Hay, whose book has just been longlisted for the much-vaunted Giller prize, has a definite romantic streak, although she claims she is also very “down to earth.” Maybe she really means “earthy.” She can talk animatedly about great sex scenes in movies. Her books have their share of sweaty couplings. But, like death, the action occurs modestly offstage. We are permitted, however, to imagine the moans.

Love, she admits, is definitely at the heart of Late Nights. The love of Late Nights is mainly unrequited, heartbreaking, sometimes cruel and often passionate.

“It’s about a man who hears a voice on radio and falls in love. It’s about the power of suggestion and the power of imagination.” Alas, what Hay’s characters imagine they will get and what they actually get are not always the same thing. There lies the adventure of the novel.

Love, in its most complicated forms, drives most of Hay’s fiction. Even as a child in Owen Sound, Hay was obsessed by romance. She didn’t want to read books that lacked a love story and, now as an adult, she writes classy literature filled with longing, lust and adultery.

Perhaps because she is a romantic, Hay is also squeamish. Although she is Ottawa’s No. 1 movie addict, as one can guess from a previous novel about a family of Ottawa cinephiles, Garbo Laughs, Hay does not like to watch blood splattered on the screen and she certainly does not splatter blood on her own pages.

“I have a big confession,” Hay says. “I’ve never had the guts to watch Psycho. Before, I’ve been able to avert my gaze, I’ve seen certain things like Janet Leigh screaming in the shower. But I don’t have the stomach for suspense like that.” Indeed, Hay had to watch the movie Jaws holding the hand of her daughter on one side and that of her son on the other. Hay, not the kids, was scared. Once viewed, a scary scene is imprinted forever on her mind.

“There are certain movie scenes I wish I had never seen. They just come up repeatedly like the taste of onions. I’ll be walking and get a flash of, oh, God, Elliott Gould, in The Long Goodbye. There was a scene where the villain took a Coke bottle and smashed it across a woman’s face.”

But back to Janet Leigh. The late movie star played a morally ambiguous character in the classic 1960 Alfred Hitchcock film Psycho. Before the movie is half over, Leigh’s character is killed in the world’s most infamous shower scene. This seemingly premature death was deemed a revolutionary act in modern cinema. Headlining stars like Janet Leigh simply didn’t die before you finished your popcorn.

Likewise in Late Nights, the woman we think will be the star of the book, Yellowknife radio announcer Dido Paris, disappears halfway through the story. It’s a terrible shock. Frankly, she’s the most fascinating character in Late Nights.

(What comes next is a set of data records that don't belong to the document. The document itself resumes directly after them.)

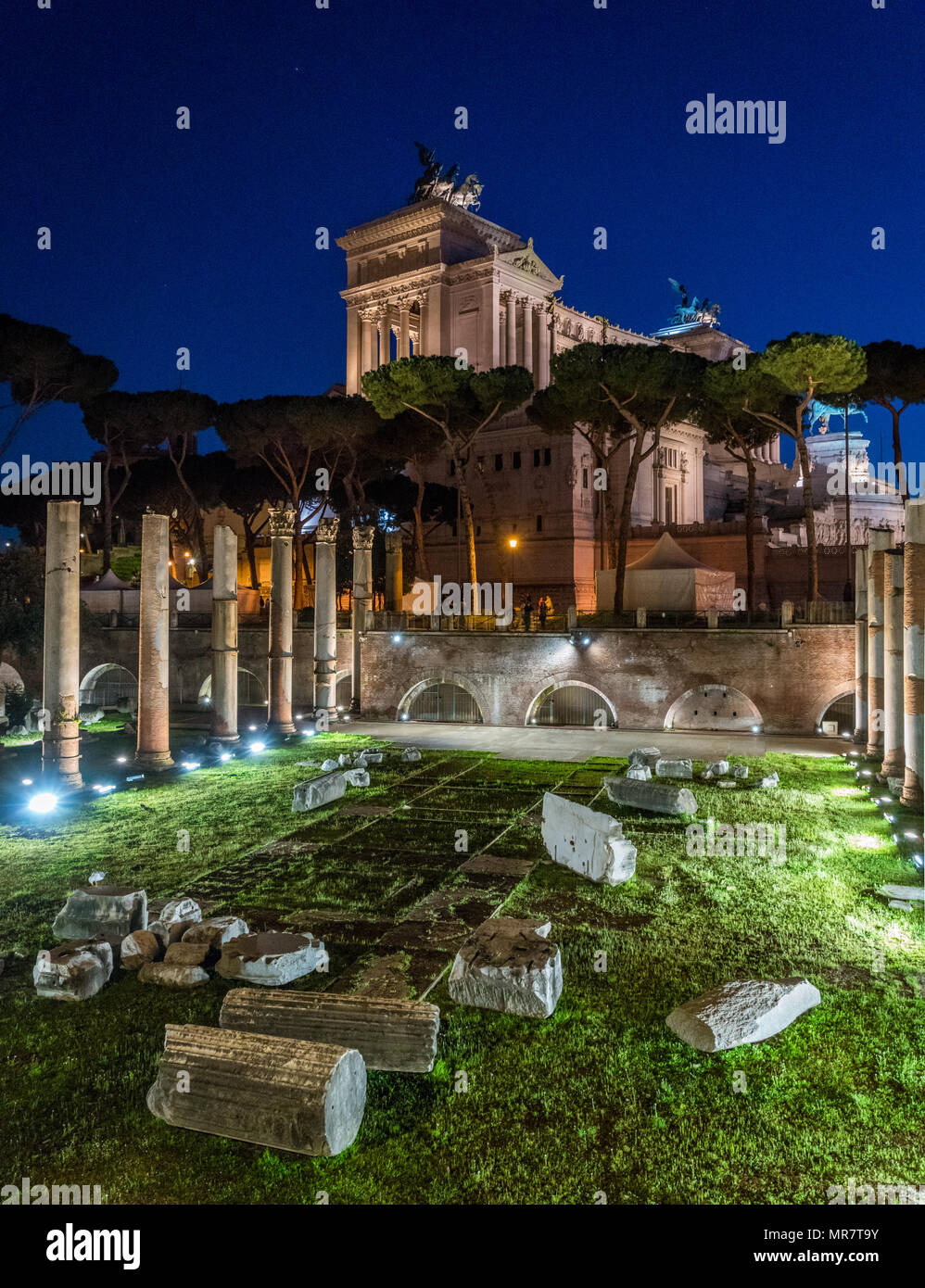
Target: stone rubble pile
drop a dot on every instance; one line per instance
(587, 841)
(509, 965)
(742, 1011)
(653, 798)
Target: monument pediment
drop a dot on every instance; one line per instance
(528, 261)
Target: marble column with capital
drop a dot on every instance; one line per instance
(362, 597)
(386, 335)
(894, 752)
(326, 617)
(914, 652)
(280, 671)
(879, 540)
(61, 654)
(541, 373)
(859, 647)
(528, 334)
(395, 574)
(403, 330)
(367, 342)
(511, 331)
(152, 749)
(224, 634)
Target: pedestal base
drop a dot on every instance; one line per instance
(154, 760)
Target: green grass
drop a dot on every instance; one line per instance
(602, 1096)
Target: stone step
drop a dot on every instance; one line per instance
(389, 1033)
(301, 1096)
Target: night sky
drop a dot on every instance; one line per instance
(306, 118)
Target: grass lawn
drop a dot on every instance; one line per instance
(600, 1097)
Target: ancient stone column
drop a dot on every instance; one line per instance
(894, 752)
(362, 595)
(154, 646)
(366, 362)
(280, 676)
(326, 617)
(61, 657)
(914, 652)
(393, 572)
(224, 634)
(861, 646)
(879, 540)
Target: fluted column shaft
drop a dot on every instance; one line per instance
(879, 541)
(280, 670)
(154, 646)
(61, 656)
(393, 572)
(362, 594)
(859, 646)
(224, 634)
(326, 617)
(894, 753)
(528, 335)
(914, 652)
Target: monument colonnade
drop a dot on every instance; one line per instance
(410, 319)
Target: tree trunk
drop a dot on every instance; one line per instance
(625, 522)
(108, 519)
(750, 532)
(897, 448)
(422, 567)
(465, 505)
(809, 515)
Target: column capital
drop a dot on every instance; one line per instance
(362, 537)
(281, 521)
(326, 529)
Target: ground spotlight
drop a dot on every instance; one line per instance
(43, 802)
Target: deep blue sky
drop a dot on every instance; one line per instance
(306, 118)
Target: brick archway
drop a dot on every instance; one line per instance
(714, 707)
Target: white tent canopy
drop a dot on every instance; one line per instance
(667, 578)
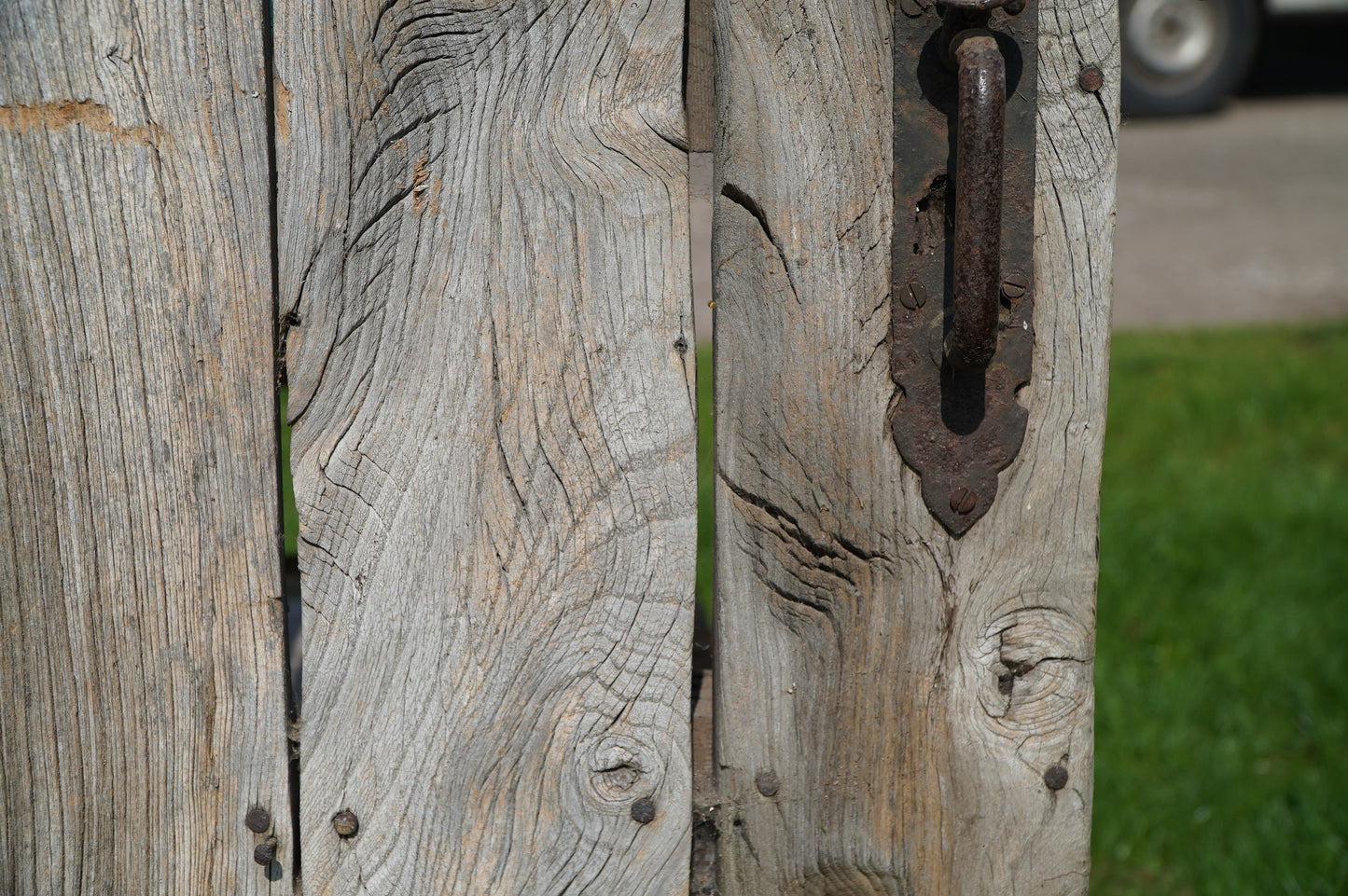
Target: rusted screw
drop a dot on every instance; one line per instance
(963, 500)
(1014, 284)
(912, 296)
(266, 853)
(345, 823)
(257, 820)
(1056, 778)
(643, 811)
(1091, 78)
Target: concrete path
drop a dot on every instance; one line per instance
(1235, 217)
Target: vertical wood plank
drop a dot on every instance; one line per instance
(142, 682)
(484, 250)
(908, 692)
(699, 93)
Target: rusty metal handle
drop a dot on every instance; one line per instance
(978, 199)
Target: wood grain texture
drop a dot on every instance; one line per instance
(699, 91)
(908, 690)
(484, 241)
(142, 681)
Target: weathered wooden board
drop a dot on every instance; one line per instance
(699, 93)
(898, 693)
(484, 254)
(142, 680)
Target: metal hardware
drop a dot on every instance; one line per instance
(345, 823)
(266, 852)
(643, 810)
(964, 91)
(257, 820)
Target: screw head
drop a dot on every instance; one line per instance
(266, 853)
(912, 296)
(345, 823)
(1091, 78)
(963, 500)
(1056, 778)
(1014, 284)
(257, 820)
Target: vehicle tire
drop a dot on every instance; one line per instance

Dido is gone but Hay ensures she is not forgotten. We palpably feel her absence for the remainder of the book, in large part because she left a trail of broken hearts and confusion in the CBC Yellowknife radio station where she worked. (Hay worked at that same station back in the 1970s before she landed in Old Ottawa South and became one of Canada’s most celebrated authors of fiction with the likes of Small Change, A Student of Weather and Garbo Laughs.)

Dido is the catalyst for a game of musical beds. Or maybe not. There are many mysteries in Late Nights. Some are sexual and some are fatal. Hay makes you, the reader, work hard trying to determine who is sleeping with whom, who is abusing whom, who is really dead and who has just disappeared.

Hay’s editor at McClelland & Stewart, Ellen Seligman, is partially responsible for this deliberate effort to withhold information that would help explain the facts of love and death in Late Nights. “She doesn’t want me to say too much,” Hay says.

And Hay doesn’t say too much. Long after reading this book, chances are you will be still thinking about Dido and the other characters. Dido, as it turns out, is a big tease, not just for the Yellowknife folks who fall in love with her, but for all of us who meet her on the page. Yes, Dido is frustrating but she is far more intriguing then most femmes fatales in Canadian literature.

Dido Paris is a name Hay created years ago, hoping for the right novel to place the character. Late Nights on Air, it turns out, was a good choice.